Friday, June 5, 2015

Should Open-World Games Have a "Main Quest?"

Fallout is, unsurprisingly, a game that is coming up in my thoughts more recently - not only was Fallout 4 just announced, set in my own hometown no less, but I also saw Mad Max: Fury Road not too long ago, so the idea of a post-apocalyptic landscape is kind of... not really zeitgeisty, but something that I've been thinking about.

Fallout 3 was a great game, but it had its flaws. And one of the biggest flaws (spoilers for a rather old game) was the way it ended. After tracking down your father's water-purification project, the Enclave tries to sabotage you and you basically are forced to sacrifice yourself in order for the project to start up - you're bathed in radiation and die. This was made all the more frustrating by the presence of a supermutant follower, who is immune to radiation. Wouldn't it be far easier to just have him enter the code?

I'm led to understand that some DLC fixed this - allowing you to recover afterward - but it's really an odd idea in the first place - to have an open-world game... well, end. Games often have linear narratives, but this makes sense for some genres more than others. In linear games, it makes sense to have a story that hits plot points in a straight line. But the open-world game is more about setting than plot. Plot and characters inform that setting, to be sure (all the elements of storytelling are pretty inextricably linked anyway,) but the core engagement with your open-world games is a sense of freedom and exploration. The danger of having a main quest is that you essentially tell players "you can do anything here! But remember that if you aren't on this single path, you're on a side quest."

Now perhaps that isn't so bad. In Skyrim, I've created assassin-type characters who really just do the Dark Brotherhood and Thieves' Guild chains and basically feel complete (Dark Brotherhood especially.) But I think there are ways to tell compelling stories that don't push a single one to the forefront.

Probably the most culturally relevant fantasy work at the moment is George R. R. Martin's A Song of Ice and Fire, which you probably already know is the series of books upon which HBO's Game of Thrones is based (though the show and books are deviating more as the show has caught up to or passed Martin's writing.) While there's every possibility that the various plot threads will ultimately entwine to give us the series' endgame, for much of its run there have been wildly different events going on - all of which are certainly important.

The two most important supernatural forces in the story are separated by thousands of miles. Jon Snow, up at the Wall, is desperately trying to work out a peace deal with the Wildlings because of the necromantic Others (White Walkers in the show.) Meanwhile, Daenerys Targaryen achieved a miracle in bringing three fossilized dragon eggs back to life, and has her legitimacy as a conqueror and liberator backed by her status as "Mother of Dragons."
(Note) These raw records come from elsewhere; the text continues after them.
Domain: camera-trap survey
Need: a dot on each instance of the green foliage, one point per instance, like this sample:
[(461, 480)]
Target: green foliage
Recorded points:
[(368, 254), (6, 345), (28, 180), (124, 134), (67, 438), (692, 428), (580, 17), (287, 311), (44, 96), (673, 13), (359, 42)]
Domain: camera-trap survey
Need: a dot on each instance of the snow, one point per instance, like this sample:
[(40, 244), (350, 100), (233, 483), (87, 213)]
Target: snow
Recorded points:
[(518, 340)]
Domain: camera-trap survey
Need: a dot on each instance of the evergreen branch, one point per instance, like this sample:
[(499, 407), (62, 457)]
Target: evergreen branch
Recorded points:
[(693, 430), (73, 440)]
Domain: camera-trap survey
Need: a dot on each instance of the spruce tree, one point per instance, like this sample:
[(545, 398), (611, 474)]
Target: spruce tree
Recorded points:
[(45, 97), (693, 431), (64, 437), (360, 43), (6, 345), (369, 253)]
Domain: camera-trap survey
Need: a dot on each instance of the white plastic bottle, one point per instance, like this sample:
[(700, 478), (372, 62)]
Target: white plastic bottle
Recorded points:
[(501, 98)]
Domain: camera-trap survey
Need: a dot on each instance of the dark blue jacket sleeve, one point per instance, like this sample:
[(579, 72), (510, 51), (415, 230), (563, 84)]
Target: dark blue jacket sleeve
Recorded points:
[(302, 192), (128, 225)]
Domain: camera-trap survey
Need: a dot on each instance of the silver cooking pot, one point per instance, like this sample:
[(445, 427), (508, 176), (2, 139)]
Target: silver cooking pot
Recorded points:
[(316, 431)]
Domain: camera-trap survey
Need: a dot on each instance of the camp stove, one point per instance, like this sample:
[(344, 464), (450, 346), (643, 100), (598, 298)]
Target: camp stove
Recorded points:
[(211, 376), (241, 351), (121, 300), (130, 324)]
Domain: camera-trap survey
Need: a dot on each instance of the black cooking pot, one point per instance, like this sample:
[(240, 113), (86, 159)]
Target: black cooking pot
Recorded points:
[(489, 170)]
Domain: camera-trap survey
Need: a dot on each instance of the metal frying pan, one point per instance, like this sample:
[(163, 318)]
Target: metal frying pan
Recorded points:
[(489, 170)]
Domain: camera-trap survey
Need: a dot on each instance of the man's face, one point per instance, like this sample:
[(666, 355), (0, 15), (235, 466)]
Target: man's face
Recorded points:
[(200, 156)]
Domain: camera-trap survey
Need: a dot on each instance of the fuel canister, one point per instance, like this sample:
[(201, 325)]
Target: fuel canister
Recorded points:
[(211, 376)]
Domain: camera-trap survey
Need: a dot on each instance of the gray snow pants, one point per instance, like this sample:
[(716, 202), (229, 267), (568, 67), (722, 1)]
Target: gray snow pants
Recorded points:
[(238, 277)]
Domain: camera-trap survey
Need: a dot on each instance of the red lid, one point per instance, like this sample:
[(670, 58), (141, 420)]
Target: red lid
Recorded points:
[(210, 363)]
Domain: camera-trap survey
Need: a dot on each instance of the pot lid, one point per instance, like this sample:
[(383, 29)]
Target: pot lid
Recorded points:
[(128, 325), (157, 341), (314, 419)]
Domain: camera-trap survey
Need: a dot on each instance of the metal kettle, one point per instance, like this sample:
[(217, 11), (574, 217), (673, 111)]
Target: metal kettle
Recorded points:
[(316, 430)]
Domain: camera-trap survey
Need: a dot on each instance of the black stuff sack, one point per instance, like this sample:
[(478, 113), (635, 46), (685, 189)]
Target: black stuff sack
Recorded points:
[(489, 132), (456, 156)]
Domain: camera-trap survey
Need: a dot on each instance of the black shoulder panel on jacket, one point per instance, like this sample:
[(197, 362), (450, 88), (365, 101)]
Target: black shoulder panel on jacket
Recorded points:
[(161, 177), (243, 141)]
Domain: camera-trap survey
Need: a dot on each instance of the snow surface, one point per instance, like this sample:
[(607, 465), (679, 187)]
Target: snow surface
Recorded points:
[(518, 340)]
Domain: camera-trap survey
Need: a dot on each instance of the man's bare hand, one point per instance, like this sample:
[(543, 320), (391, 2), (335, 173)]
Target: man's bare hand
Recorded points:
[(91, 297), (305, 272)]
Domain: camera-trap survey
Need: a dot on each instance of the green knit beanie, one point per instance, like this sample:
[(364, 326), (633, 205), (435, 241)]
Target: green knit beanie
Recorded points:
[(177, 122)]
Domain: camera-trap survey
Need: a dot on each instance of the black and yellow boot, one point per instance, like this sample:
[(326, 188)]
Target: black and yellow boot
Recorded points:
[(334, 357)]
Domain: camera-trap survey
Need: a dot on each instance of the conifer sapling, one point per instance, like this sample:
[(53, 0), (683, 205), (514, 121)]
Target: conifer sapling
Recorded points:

These are both hugely important things happening in the world, but the meat of the series has been more concerned with political intrigue in King's Landing. But that's not all - you've also got the chaos in the Riverlands, possible treachery in the Iron Isles (something the show hasn't dealt with all that much,) and a religious order of badass, terrifying assassins across the sea in Braavos.

The point is, Game of Thrones isn't just one big fantasy epic - it's like ten of them all happening at once.

And an open-world game could work that way.

World of Warcraft actually manages this, somewhat as a consequence of its periodic structure. Each expansion has focused the story somewhat, but generally, we move on to fairly different threats each time we go somewhere new. The Lich King and Deathwing were both existential threats to life on Azeroth, yet they felt very different and involved totally different "major players."

The leveling experience in the old world, even post-Cataclysm, really embodies this idea - you'll start in your own racial starting zone (and the fact that there are so many allows you to have quite different experiences even early on,) and while you can see how the various plot threads are connected, you can have a pretty different kind of adventure depending on where you go.

Is this all that different from how games like Skyrim work already? Perhaps not. The question is whether games would work if the makers tore up the signs that said "this way to most important plot." Does the main quest act as a crutch - a little linear game to provide structure lest people be overwhelmed by the freedom they're given? And would taking that crutch away make them fall? It's certainly possible, and I'm definitely an armchair game designer here.

But it might be cool to play a game where you really don't know which of the world-ending threats that pop up is the biggest one.